A leurs yeux, à quelque niveau de pouvoir que l'on se trouve, l'environnement et la protection de la santé sont devenus les parents pauvres du pays.


Céline Fremault demande un geste du fédéral

La qualité de l'air doit être abordée au niveau régional mais aussi au niveau fédéral. Cela fait des mois qu'il est demandé au fédéral de proposer des avantages fiscaux autres que la voiture de société pour encourager la mobilité douce, le free floating, le vélo, le train, ..., a affirmé mercredi la ministre bruxelloise de l'Environnement Céline Fremault (cdH).

Celle-ci a réagi à l'annonce de la plainte déposée par cinq citoyens contre la Région bruxelloise pour dépassement du seuil autorisé en matière de dioxyde d'azote, en rappelant la mise en place d'ici 2018 d'une zone basse émission notamment de dioxyde d'azote d'ici janvier 2018, décidée avant les vacances.

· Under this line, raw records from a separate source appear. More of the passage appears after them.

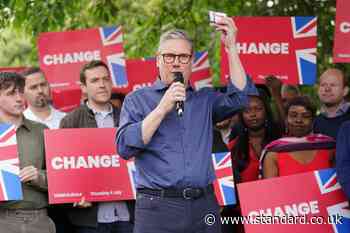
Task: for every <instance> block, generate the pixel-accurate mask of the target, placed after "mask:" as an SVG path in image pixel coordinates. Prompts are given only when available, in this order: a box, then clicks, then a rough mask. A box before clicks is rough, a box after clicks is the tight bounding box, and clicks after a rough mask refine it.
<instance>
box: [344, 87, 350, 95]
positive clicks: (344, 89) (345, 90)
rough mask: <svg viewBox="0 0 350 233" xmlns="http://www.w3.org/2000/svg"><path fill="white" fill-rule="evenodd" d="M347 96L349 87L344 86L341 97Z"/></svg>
mask: <svg viewBox="0 0 350 233" xmlns="http://www.w3.org/2000/svg"><path fill="white" fill-rule="evenodd" d="M348 94H349V87H348V86H346V87H344V90H343V97H345V96H347V95H348Z"/></svg>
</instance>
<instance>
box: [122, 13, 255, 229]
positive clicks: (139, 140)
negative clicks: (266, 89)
mask: <svg viewBox="0 0 350 233" xmlns="http://www.w3.org/2000/svg"><path fill="white" fill-rule="evenodd" d="M214 26H215V27H216V29H217V30H219V31H222V32H223V40H224V42H225V47H226V51H227V53H228V59H229V67H230V77H231V79H230V82H229V84H228V88H227V91H226V93H225V94H223V93H219V92H215V91H214V90H213V89H210V88H203V89H201V90H199V91H194V90H193V89H192V87H191V86H190V84H189V82H188V81H189V78H190V75H191V62H192V60H193V47H192V41H191V40H190V39H189V37H188V36H187V34H186V32H184V31H181V30H172V31H168V32H166V33H164V34H163V35H162V36H161V38H160V42H159V48H158V54H157V66H158V69H159V78H158V79H157V80H156V81H155V83H154V84H153V86H151V87H146V88H143V89H140V90H137V91H135V92H133V93H131V94H130V95H128V96H127V97H126V98H125V102H124V104H123V107H122V111H121V117H120V127H119V131H118V134H117V139H116V143H117V149H118V152H119V154H120V155H121V156H122V157H123V158H125V159H129V158H131V157H135V164H136V187H137V199H136V211H135V226H134V233H169V232H172V233H177V232H179V233H183V232H186V233H191V232H193V233H201V232H203V233H204V232H207V233H219V232H221V231H220V220H219V206H218V204H217V201H216V198H215V195H214V193H213V187H212V182H213V180H214V179H215V174H214V169H213V166H212V161H211V149H212V138H213V135H212V132H213V122H219V121H222V120H223V119H226V118H228V117H230V116H232V115H233V114H234V113H235V112H237V111H238V110H239V109H241V108H242V107H244V106H245V105H246V104H247V101H248V100H247V94H248V93H250V92H256V89H255V87H254V85H253V84H252V83H251V82H250V81H249V80H248V79H247V78H246V74H245V72H244V69H243V67H242V64H241V62H240V60H239V56H238V53H237V50H236V47H235V42H236V33H237V29H236V27H235V25H234V22H233V20H232V19H231V18H228V17H223V18H222V20H221V22H220V24H215V25H214ZM174 72H181V73H182V74H183V76H184V84H182V83H180V82H174ZM177 101H184V113H183V115H182V116H178V114H177V111H176V110H175V105H176V102H177ZM205 216H207V217H208V216H209V218H210V217H212V216H214V218H216V221H213V218H210V219H209V221H205V219H206V218H205ZM207 220H208V219H207Z"/></svg>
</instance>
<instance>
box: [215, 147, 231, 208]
mask: <svg viewBox="0 0 350 233" xmlns="http://www.w3.org/2000/svg"><path fill="white" fill-rule="evenodd" d="M212 159H213V166H214V169H215V174H216V180H215V181H214V189H215V194H216V198H217V199H218V202H219V205H220V206H225V205H233V204H236V194H235V184H234V180H233V174H232V162H231V155H230V153H229V152H223V153H213V154H212Z"/></svg>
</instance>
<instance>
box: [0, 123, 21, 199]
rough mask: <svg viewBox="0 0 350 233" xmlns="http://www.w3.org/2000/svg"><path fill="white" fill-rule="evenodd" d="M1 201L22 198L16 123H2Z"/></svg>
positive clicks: (0, 148) (1, 125)
mask: <svg viewBox="0 0 350 233" xmlns="http://www.w3.org/2000/svg"><path fill="white" fill-rule="evenodd" d="M0 154H1V156H0V186H1V188H0V201H10V200H21V199H22V198H23V197H22V186H21V181H20V178H19V176H18V175H19V159H18V154H17V142H16V129H15V126H14V125H9V124H0Z"/></svg>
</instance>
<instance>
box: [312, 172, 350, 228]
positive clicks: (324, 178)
mask: <svg viewBox="0 0 350 233" xmlns="http://www.w3.org/2000/svg"><path fill="white" fill-rule="evenodd" d="M314 174H315V177H316V180H317V184H318V187H319V189H320V192H321V195H322V196H323V201H322V202H323V203H324V204H325V205H326V206H327V207H326V209H327V212H328V216H329V217H330V218H331V217H332V218H333V219H336V218H335V216H341V219H340V222H336V221H334V222H332V227H333V232H334V233H345V232H349V229H350V208H349V202H347V201H344V198H339V199H337V200H342V201H341V202H338V203H335V204H334V202H333V200H332V198H331V197H333V196H341V195H342V191H341V187H340V184H339V183H338V181H337V174H336V172H335V170H334V169H326V170H320V171H315V172H314ZM327 194H329V196H326V195H327ZM331 201H332V204H329V203H330V202H331Z"/></svg>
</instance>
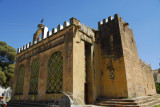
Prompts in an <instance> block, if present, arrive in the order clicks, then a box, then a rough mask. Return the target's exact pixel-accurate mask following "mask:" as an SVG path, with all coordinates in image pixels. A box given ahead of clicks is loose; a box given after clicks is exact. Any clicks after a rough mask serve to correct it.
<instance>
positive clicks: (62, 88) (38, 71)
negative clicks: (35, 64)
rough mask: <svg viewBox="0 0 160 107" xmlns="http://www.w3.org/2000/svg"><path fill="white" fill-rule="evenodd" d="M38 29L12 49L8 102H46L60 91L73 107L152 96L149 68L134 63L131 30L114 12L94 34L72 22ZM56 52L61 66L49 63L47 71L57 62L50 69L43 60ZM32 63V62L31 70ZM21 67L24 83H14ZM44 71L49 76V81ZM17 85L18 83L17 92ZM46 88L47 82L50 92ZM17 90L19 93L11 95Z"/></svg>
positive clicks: (48, 63) (23, 82) (153, 80)
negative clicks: (56, 69) (33, 70)
mask: <svg viewBox="0 0 160 107" xmlns="http://www.w3.org/2000/svg"><path fill="white" fill-rule="evenodd" d="M38 27H39V29H38V30H37V31H36V33H35V34H34V37H33V41H32V42H30V43H28V44H26V45H24V46H23V47H21V48H18V50H17V59H16V69H15V77H14V82H13V92H12V100H16V101H34V102H36V101H50V102H52V101H54V99H55V96H56V95H58V96H61V94H62V93H66V95H69V94H72V97H70V98H71V99H72V100H73V101H75V100H74V99H76V100H77V101H78V104H81V105H85V104H94V102H95V101H96V99H97V98H99V97H107V98H133V97H138V96H147V95H154V94H156V89H155V84H154V78H153V74H152V72H151V67H150V65H148V64H146V63H145V62H143V61H141V60H140V59H139V57H138V52H137V48H136V43H135V39H134V35H133V31H132V29H130V28H129V24H128V23H126V22H124V21H123V19H122V18H121V17H119V16H118V15H117V14H115V16H114V18H112V17H111V16H110V17H108V19H103V21H100V22H98V30H95V29H93V28H89V27H88V26H86V25H85V24H81V23H80V21H79V20H77V19H75V18H71V19H70V23H69V22H66V21H65V22H64V24H63V26H62V25H58V27H57V28H53V29H52V31H48V28H47V27H45V26H44V25H43V24H39V25H38ZM56 52H59V53H61V57H62V61H63V63H59V62H54V59H52V61H53V62H54V63H53V65H51V67H52V66H54V64H57V65H58V64H61V68H56V69H57V71H56V70H55V69H52V70H51V71H50V62H49V61H50V59H51V57H52V56H53V55H54V53H56ZM57 57H58V56H57ZM55 58H56V57H55ZM34 61H38V62H37V63H38V65H36V67H35V68H34V66H33V62H34ZM22 65H23V66H24V78H23V79H24V80H23V79H21V80H20V79H19V78H20V76H19V72H20V71H21V67H22ZM32 69H33V70H35V69H36V70H37V71H38V73H37V75H38V76H37V80H36V79H35V81H37V82H33V83H37V85H34V84H31V82H30V81H31V79H32V80H33V79H34V77H33V78H32V77H31V75H32V73H31V71H33V70H32ZM58 69H62V70H61V72H62V75H61V76H62V79H61V80H59V79H58V78H59V76H56V75H59V74H58V72H59V70H58ZM36 70H35V71H36ZM49 73H51V76H53V78H50V79H51V80H49V79H48V78H49V76H48V75H50V74H49ZM55 80H56V82H52V83H48V81H55ZM19 81H22V83H21V84H23V85H22V86H19V88H18V89H17V88H16V87H18V85H17V84H20V82H19ZM58 83H61V84H58ZM47 84H51V86H50V87H49V89H50V91H51V92H50V93H48V91H47V89H48V87H47V86H48V85H47ZM55 84H56V85H55ZM34 86H35V87H34ZM32 88H34V89H36V93H30V91H31V90H32ZM20 89H22V92H21V93H19V94H17V91H18V90H20ZM54 90H58V92H56V91H54ZM60 99H61V97H59V100H60Z"/></svg>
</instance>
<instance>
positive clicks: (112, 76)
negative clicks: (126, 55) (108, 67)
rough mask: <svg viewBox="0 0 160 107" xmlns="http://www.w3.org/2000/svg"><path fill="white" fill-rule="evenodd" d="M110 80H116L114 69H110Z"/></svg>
mask: <svg viewBox="0 0 160 107" xmlns="http://www.w3.org/2000/svg"><path fill="white" fill-rule="evenodd" d="M109 73H110V79H113V80H114V79H115V72H114V69H110V72H109Z"/></svg>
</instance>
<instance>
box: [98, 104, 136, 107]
mask: <svg viewBox="0 0 160 107" xmlns="http://www.w3.org/2000/svg"><path fill="white" fill-rule="evenodd" d="M98 106H107V107H139V105H119V104H98Z"/></svg>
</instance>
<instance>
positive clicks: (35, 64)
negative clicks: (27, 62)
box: [29, 60, 39, 94]
mask: <svg viewBox="0 0 160 107" xmlns="http://www.w3.org/2000/svg"><path fill="white" fill-rule="evenodd" d="M38 75H39V63H38V60H35V61H33V63H32V65H31V77H30V87H29V94H37V93H38Z"/></svg>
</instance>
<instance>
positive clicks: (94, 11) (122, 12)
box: [0, 0, 160, 69]
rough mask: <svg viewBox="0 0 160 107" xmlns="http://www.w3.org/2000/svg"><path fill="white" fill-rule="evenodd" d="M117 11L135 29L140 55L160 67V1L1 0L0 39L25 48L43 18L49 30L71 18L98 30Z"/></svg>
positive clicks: (155, 68) (82, 0)
mask: <svg viewBox="0 0 160 107" xmlns="http://www.w3.org/2000/svg"><path fill="white" fill-rule="evenodd" d="M114 14H119V16H121V17H122V18H123V20H124V21H126V22H128V23H129V24H130V25H129V26H130V28H131V29H133V33H134V36H135V40H136V45H137V49H138V54H139V57H140V58H141V59H142V60H144V61H145V62H147V63H150V64H151V66H152V69H157V68H158V67H159V62H160V48H159V46H160V26H159V25H160V0H0V41H5V42H7V44H9V45H11V46H13V47H14V48H15V49H17V48H19V47H22V46H23V45H25V44H27V43H29V42H30V41H32V38H33V34H34V33H35V32H36V30H37V25H38V24H39V23H40V21H41V19H42V18H44V24H45V26H47V27H48V28H49V30H51V29H52V28H56V27H57V25H58V24H63V22H64V21H69V19H70V18H71V17H75V18H77V19H78V20H80V21H81V22H82V23H85V24H86V25H88V26H90V27H93V28H95V29H97V25H98V21H101V20H103V19H104V18H107V17H109V16H114Z"/></svg>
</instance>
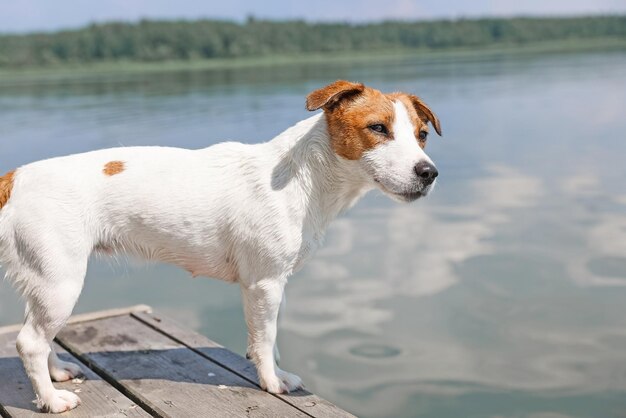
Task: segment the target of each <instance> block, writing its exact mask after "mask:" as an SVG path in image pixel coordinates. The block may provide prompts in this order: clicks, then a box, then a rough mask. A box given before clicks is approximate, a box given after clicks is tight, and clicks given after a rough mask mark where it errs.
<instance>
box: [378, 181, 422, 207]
mask: <svg viewBox="0 0 626 418" xmlns="http://www.w3.org/2000/svg"><path fill="white" fill-rule="evenodd" d="M374 181H375V182H376V184H378V186H379V188H380V189H381V190H382V191H383V193H385V194H386V195H388V196H390V197H391V198H392V199H394V200H398V201H400V202H414V201H416V200H417V199H419V198H421V197H424V196H426V195H427V194H428V193H429V192H430V190H431V188H432V185H428V186H426V187H423V188H422V189H420V190H406V191H401V192H396V191H392V190H389V188H387V187H385V185H384V184H383V183H382V182H381V181H380V180H378V179H377V178H376V177H374Z"/></svg>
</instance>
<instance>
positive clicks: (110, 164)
mask: <svg viewBox="0 0 626 418" xmlns="http://www.w3.org/2000/svg"><path fill="white" fill-rule="evenodd" d="M122 171H124V162H123V161H109V162H108V163H106V164H105V165H104V168H103V169H102V172H103V173H104V174H105V175H107V176H114V175H116V174H119V173H121V172H122Z"/></svg>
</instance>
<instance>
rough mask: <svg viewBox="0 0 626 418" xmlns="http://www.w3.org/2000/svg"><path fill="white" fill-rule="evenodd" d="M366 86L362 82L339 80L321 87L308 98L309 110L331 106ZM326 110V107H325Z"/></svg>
mask: <svg viewBox="0 0 626 418" xmlns="http://www.w3.org/2000/svg"><path fill="white" fill-rule="evenodd" d="M364 89H365V86H364V85H363V84H361V83H352V82H350V81H345V80H337V81H335V82H334V83H332V84H329V85H327V86H325V87H322V88H321V89H318V90H315V91H313V92H311V93H310V94H309V95H308V96H307V98H306V108H307V110H317V109H321V108H322V107H324V108H330V107H333V106H334V105H336V104H337V103H338V102H339V101H340V100H341V99H344V98H346V97H347V96H351V95H356V94H359V93H360V92H362V91H363V90H364ZM325 110H326V109H325Z"/></svg>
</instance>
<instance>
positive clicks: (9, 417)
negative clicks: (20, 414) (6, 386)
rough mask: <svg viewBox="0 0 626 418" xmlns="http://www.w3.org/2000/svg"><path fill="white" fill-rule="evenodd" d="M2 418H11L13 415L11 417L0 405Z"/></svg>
mask: <svg viewBox="0 0 626 418" xmlns="http://www.w3.org/2000/svg"><path fill="white" fill-rule="evenodd" d="M0 417H2V418H11V415H9V411H7V410H6V409H5V408H4V406H3V405H1V404H0Z"/></svg>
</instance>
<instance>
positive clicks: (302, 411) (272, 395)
mask: <svg viewBox="0 0 626 418" xmlns="http://www.w3.org/2000/svg"><path fill="white" fill-rule="evenodd" d="M130 316H131V317H132V318H134V319H135V320H137V321H139V322H141V323H142V324H145V325H147V326H148V327H150V328H152V329H153V330H155V331H157V332H158V333H160V334H162V335H164V336H166V337H167V338H169V339H170V340H172V341H174V342H176V343H178V344H181V345H183V346H185V347H187V348H188V349H190V350H191V351H193V352H194V353H196V354H198V355H200V356H202V357H204V358H205V359H207V360H209V361H210V362H212V363H214V364H217V365H218V366H220V367H222V368H224V369H226V370H228V371H229V372H231V373H233V374H235V375H237V376H239V377H241V378H242V379H244V380H246V381H248V382H250V383H252V384H253V385H254V386H256V387H257V388H259V389H260V390H262V389H261V387H260V386H259V384H258V383H257V382H256V381H254V380H252V379H249V378H248V377H246V376H245V375H243V374H242V373H239V372H238V371H237V370H234V369H232V368H230V367H229V366H228V365H226V364H223V363H221V362H219V361H217V360H215V359H212V358H211V357H209V356H207V355H206V354H204V353H203V352H201V351H200V350H197V349H196V348H194V347H192V346H190V345H189V344H187V343H186V342H185V341H182V340H180V339H179V338H176V337H174V336H173V335H170V334H168V333H167V332H165V331H163V330H162V329H160V328H159V327H157V326H156V325H154V324H151V323H149V322H146V321H145V320H143V319H142V318H140V317H137V316H135V315H134V314H133V313H132V312H131V313H130ZM266 393H267V394H269V395H272V396H273V397H275V398H276V399H280V400H281V401H283V402H285V403H286V404H287V405H289V406H291V407H292V408H294V409H296V410H298V411H300V412H302V413H303V414H305V415H307V416H309V417H311V418H316V417H315V415H311V413H310V412H307V411H305V410H303V409H301V408H299V407H298V406H296V405H294V404H292V403H291V402H289V401H288V400H286V399H284V398H282V397H280V396H278V395H277V394H275V393H269V392H266Z"/></svg>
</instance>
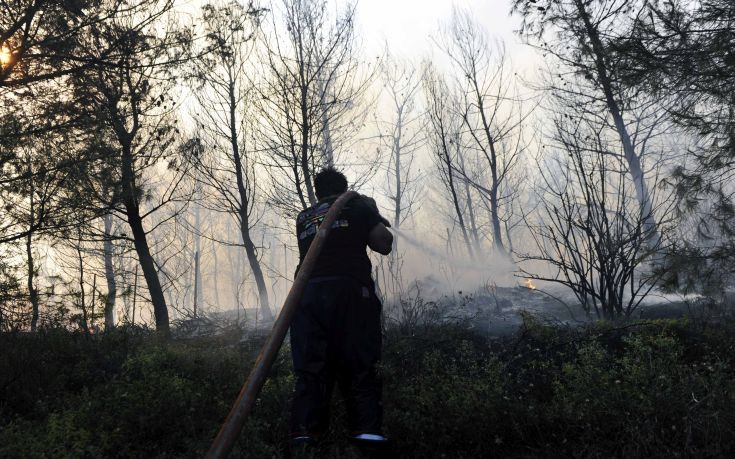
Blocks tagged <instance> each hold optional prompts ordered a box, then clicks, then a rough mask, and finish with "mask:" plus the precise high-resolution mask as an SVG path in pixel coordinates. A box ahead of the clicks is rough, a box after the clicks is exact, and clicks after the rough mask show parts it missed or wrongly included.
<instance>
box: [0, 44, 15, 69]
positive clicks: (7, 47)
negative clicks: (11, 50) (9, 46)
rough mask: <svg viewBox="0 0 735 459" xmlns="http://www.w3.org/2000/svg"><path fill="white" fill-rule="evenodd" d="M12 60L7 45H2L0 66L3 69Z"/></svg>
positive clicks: (10, 52)
mask: <svg viewBox="0 0 735 459" xmlns="http://www.w3.org/2000/svg"><path fill="white" fill-rule="evenodd" d="M12 59H13V54H12V53H11V52H10V48H9V47H8V45H3V46H2V48H0V66H2V67H5V66H6V65H8V64H10V61H11V60H12Z"/></svg>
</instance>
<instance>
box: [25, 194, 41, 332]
mask: <svg viewBox="0 0 735 459" xmlns="http://www.w3.org/2000/svg"><path fill="white" fill-rule="evenodd" d="M31 200H33V198H31ZM26 260H27V262H28V282H27V284H28V298H29V300H30V302H31V331H32V332H35V331H36V330H38V308H39V301H38V291H37V290H36V287H35V285H34V282H33V280H34V278H35V277H36V268H35V266H34V263H33V235H32V233H30V232H29V233H28V235H27V236H26Z"/></svg>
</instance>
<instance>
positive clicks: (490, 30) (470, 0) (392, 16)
mask: <svg viewBox="0 0 735 459" xmlns="http://www.w3.org/2000/svg"><path fill="white" fill-rule="evenodd" d="M453 5H457V6H459V7H463V8H467V9H469V10H470V11H471V12H472V13H473V16H474V17H475V19H476V20H477V21H479V22H480V23H481V24H482V25H483V26H484V27H485V29H486V30H487V32H488V36H489V37H490V38H491V39H501V40H503V41H504V42H505V44H506V47H507V49H508V51H509V56H510V57H512V60H513V62H514V63H515V64H516V65H517V66H518V67H520V68H526V67H527V65H528V64H529V61H530V60H535V55H534V53H533V51H532V50H531V49H530V48H528V47H526V46H524V45H522V44H521V43H520V39H519V38H518V36H517V35H516V34H515V33H514V32H513V31H514V29H517V28H518V25H519V23H520V19H519V18H518V17H517V16H510V0H454V1H453V0H360V1H359V3H358V14H357V15H358V27H359V33H360V35H361V36H362V38H363V44H364V46H365V49H366V50H367V51H369V52H379V51H380V50H381V49H382V48H383V46H384V43H386V42H387V43H388V45H389V47H390V50H391V52H392V53H393V54H396V55H400V56H403V57H408V58H417V59H418V58H421V57H423V56H426V55H428V54H430V53H432V48H435V46H434V45H433V44H432V42H431V39H430V37H431V36H435V35H436V34H437V32H438V30H439V24H440V23H441V22H442V21H446V20H448V18H449V17H450V15H451V11H452V6H453ZM437 52H438V50H435V49H434V50H433V53H434V54H436V53H437Z"/></svg>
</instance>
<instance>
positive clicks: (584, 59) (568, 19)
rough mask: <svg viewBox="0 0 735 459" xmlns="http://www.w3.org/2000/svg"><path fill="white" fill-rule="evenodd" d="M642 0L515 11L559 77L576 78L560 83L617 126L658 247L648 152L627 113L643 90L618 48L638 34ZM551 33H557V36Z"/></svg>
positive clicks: (537, 4) (581, 102) (650, 243)
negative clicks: (624, 73) (634, 80)
mask: <svg viewBox="0 0 735 459" xmlns="http://www.w3.org/2000/svg"><path fill="white" fill-rule="evenodd" d="M640 4H641V1H640V0H599V1H588V0H538V1H535V2H528V1H526V0H514V1H513V11H514V12H515V13H517V14H520V15H521V16H522V17H523V22H522V25H521V29H520V33H521V35H523V36H525V37H527V38H529V39H531V40H536V41H537V42H540V43H541V49H542V51H543V52H544V53H546V54H551V55H552V56H554V57H555V58H556V59H557V60H558V62H559V63H560V64H561V66H562V70H563V71H564V72H565V75H562V73H561V72H560V73H559V78H560V79H561V78H563V77H564V76H566V78H568V79H570V80H571V81H564V82H563V83H560V85H559V86H562V87H566V88H564V89H565V90H567V91H569V92H570V98H572V97H574V99H575V100H576V101H577V102H578V103H582V104H583V105H584V106H585V107H586V111H587V112H588V113H589V114H591V115H593V116H597V117H599V114H600V113H603V114H605V115H606V118H607V120H605V118H603V120H604V122H607V123H610V124H612V127H613V128H614V129H615V132H616V133H617V136H618V138H619V140H620V144H621V146H622V151H623V157H624V158H625V164H626V168H627V170H628V172H629V174H630V176H631V178H632V180H633V184H634V185H635V191H636V193H635V196H636V199H637V201H638V204H639V205H640V211H641V215H642V216H644V221H643V224H644V226H645V231H644V233H645V234H646V235H648V236H649V237H650V238H651V239H650V244H649V246H650V247H652V248H653V247H661V242H662V241H661V238H660V234H659V230H658V224H657V222H656V215H655V213H654V212H653V208H654V205H655V203H654V202H653V199H652V196H651V192H650V191H649V185H648V183H647V180H646V177H645V172H644V168H643V165H642V157H643V152H642V151H641V150H640V149H637V148H636V143H635V140H634V136H633V135H632V134H631V129H632V128H634V126H635V121H634V120H633V121H631V120H630V119H629V118H628V119H626V117H625V115H626V114H627V113H628V112H630V111H632V110H634V109H635V107H636V104H637V103H638V102H639V101H638V100H637V96H638V94H636V91H630V90H628V89H629V88H628V87H627V86H626V85H625V84H624V81H622V80H621V78H620V76H621V73H620V70H621V66H620V64H621V62H620V61H619V60H617V59H615V52H614V49H613V48H614V42H615V37H618V36H620V35H621V34H624V33H634V29H635V26H636V24H637V23H636V22H635V20H634V19H635V17H636V15H637V14H638V12H639V11H640V9H639V8H640ZM549 29H551V30H549ZM549 33H553V34H555V37H554V40H550V39H549V37H548V34H549ZM547 40H548V41H551V43H548V42H547ZM566 83H572V85H571V86H570V85H568V84H566ZM560 89H562V88H560Z"/></svg>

Disant comprendre l'inquiétude des citoyens, la ministre a ajouté que la qualité de l'air, enjeu essentiel pour la santé des habitants, figurait au centre des préoccupations de l'actuel gouvernement bruxellois, tel qu'en atteste son accord de législature. Celui-ci prévoit d'agir sur le chauffage des bâtiments et le transport, principaux vecteurs de la pollution atmosphérique à Bruxelles.

Depuis son entrée en fonction en juillet 2014, la ministre a fait procéder à un renforcement du régime des primes énergie et à l'élargissement du prêt vert. Au niveau du transport, elle a travaillé durant de nombreux mois à la mise en place d'une zone de basses émissions régionale permanente qui nécessite un temps d'adaptation, a rappelé son cabinet.